The Chosun Ilbo pursues the issue of South Korea’s diplomatic isolation on human rights with an editorial noting, and I think correctly, how South Korea has been sidelined by both the United States and China, meaning that even the North Koreans can’t count on South Korea to cover for them now. It also undercuts its own previous suggestion, which I had discounted, that Jay Lefkowitz did not speak for the Administration when he criticized South Korea over food aid and Kaesong:
When Lefkowitz recently denounced Seoul’s aid to Pyongyang and quibbled with the wages North Korean workers in the joint-Korean Kaesong Industrial Complex are paid, the unification minister and other government officials criticized him for “distorting the issue” without checking with the State Department. The White House sent a message that Lefkowitz enjoys the confidence of President Bush and his views are to be taken as the official U.S. government line.
The center-right Joongang Ilbo mainly covers the L.A. Times report and others, but published what I hope will be the first of many renewed calls for South Korea to change its own policies:
Yun Deok-min, a professor of the Institute of Foreign Affairs and National Security, said, “The United States’ acceptance of North Korean refugees is meant to pressure Pyongyang to attend the six-party talks.” He added, “I think it is time for the South Korean government to reconsider its silent diplomacy regarding the North Korean human rights issue.”

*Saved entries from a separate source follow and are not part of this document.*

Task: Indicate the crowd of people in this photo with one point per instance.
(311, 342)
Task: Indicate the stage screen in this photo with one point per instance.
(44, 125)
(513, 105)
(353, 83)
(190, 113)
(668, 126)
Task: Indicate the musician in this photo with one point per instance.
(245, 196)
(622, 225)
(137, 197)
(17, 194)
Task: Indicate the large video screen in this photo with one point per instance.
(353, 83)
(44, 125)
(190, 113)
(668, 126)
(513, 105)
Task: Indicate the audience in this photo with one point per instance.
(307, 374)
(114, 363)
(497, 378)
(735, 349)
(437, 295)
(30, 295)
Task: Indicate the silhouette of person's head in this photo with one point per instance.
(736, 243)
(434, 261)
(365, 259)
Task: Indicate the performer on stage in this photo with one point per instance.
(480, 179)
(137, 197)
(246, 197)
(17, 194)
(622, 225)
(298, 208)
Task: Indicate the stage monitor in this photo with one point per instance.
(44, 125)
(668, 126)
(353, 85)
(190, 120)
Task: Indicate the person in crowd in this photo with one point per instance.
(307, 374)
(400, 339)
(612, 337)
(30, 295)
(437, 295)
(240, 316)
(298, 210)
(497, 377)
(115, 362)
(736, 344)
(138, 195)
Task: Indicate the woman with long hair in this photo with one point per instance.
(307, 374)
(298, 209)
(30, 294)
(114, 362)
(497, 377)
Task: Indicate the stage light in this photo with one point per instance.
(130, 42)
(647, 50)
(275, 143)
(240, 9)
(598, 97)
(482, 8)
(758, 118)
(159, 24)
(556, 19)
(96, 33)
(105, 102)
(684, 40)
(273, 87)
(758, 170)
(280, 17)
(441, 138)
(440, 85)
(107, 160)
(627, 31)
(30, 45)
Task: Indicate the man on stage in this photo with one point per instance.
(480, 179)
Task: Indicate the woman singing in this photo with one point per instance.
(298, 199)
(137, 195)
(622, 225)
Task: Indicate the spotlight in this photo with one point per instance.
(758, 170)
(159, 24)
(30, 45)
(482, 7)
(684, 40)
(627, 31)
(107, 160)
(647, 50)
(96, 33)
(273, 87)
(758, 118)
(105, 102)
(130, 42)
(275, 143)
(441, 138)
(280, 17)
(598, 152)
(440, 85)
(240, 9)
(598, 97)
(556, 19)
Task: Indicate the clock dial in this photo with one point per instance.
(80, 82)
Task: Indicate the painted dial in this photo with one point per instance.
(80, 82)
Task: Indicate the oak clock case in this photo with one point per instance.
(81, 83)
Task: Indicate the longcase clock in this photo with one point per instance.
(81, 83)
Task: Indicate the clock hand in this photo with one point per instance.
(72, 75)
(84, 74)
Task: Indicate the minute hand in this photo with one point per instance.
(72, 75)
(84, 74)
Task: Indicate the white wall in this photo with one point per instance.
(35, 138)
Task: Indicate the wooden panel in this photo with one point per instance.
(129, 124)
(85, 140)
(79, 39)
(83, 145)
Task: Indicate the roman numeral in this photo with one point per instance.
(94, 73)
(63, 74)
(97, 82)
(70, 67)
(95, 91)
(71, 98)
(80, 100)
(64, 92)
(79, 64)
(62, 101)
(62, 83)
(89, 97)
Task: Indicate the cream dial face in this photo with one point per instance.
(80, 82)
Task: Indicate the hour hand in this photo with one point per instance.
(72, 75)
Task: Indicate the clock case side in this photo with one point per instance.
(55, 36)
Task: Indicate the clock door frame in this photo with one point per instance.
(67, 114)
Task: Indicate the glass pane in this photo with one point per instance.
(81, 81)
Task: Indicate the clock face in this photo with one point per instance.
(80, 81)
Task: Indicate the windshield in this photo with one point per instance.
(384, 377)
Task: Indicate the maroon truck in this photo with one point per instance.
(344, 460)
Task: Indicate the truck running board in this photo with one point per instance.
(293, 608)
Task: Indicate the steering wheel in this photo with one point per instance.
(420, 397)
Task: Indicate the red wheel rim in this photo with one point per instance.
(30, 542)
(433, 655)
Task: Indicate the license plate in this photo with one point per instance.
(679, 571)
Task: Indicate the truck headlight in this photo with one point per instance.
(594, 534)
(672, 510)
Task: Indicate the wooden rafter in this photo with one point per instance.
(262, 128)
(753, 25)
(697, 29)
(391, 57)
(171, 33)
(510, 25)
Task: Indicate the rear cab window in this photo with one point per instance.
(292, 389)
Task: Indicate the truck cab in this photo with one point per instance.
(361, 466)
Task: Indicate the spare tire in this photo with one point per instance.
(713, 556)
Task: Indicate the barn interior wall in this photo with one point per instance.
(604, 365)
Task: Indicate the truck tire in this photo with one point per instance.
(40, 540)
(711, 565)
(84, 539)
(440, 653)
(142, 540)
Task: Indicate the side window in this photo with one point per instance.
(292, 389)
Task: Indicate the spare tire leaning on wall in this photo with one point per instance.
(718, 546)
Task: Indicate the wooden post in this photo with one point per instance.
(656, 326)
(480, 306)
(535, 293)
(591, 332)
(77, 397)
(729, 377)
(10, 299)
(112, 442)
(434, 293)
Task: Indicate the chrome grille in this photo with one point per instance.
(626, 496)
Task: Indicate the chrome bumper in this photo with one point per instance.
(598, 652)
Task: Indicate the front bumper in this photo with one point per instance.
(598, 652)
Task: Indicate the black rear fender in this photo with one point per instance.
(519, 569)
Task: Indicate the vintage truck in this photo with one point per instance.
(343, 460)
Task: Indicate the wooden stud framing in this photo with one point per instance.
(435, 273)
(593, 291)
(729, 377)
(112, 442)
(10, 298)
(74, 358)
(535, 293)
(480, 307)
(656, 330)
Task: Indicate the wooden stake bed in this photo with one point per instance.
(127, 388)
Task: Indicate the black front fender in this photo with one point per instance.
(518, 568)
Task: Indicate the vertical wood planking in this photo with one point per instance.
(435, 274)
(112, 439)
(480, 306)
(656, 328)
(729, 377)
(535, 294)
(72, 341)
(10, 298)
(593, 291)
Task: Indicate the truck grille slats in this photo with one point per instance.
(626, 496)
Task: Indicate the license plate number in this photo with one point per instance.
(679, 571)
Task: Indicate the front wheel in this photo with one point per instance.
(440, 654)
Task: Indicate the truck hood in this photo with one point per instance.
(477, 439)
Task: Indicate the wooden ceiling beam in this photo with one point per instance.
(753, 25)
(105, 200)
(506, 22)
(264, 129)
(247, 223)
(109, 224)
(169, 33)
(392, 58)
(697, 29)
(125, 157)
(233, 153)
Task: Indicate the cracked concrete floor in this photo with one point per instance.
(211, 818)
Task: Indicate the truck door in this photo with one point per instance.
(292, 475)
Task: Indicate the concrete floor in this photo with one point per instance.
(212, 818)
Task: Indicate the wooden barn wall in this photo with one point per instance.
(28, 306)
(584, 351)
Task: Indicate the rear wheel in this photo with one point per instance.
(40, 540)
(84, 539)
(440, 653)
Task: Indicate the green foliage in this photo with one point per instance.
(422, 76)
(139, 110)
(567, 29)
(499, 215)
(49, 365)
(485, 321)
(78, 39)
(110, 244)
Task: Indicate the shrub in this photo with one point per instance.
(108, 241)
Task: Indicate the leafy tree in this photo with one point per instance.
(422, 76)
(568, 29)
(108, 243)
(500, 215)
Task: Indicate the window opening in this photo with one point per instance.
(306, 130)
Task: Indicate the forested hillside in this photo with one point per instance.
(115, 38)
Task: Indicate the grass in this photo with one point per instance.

The leftist Hankyoreh, apparently still awaiting further instructions from Pyongyang, had no reaction.
===============
I have one major concern about this, too. Most Americans cannot even conceive of what these people have lived through, or the kind of society that shaped their psyches. Most will have survived severe psychological trauma; the only available statistics on the issue state that 20% need psychiatric care, meaning treatment and possibly medication. They will be overwhelmed by what they see and will have difficulty adjusting to such a starkly different world. They may have adjustment problems with their host families. In other words, many of them will need decompression time and training.
If the U.S. intends to admit significant numbers of these refugees, it needs something akin to South Korea’s hanawon for them to learn to adjust to life here.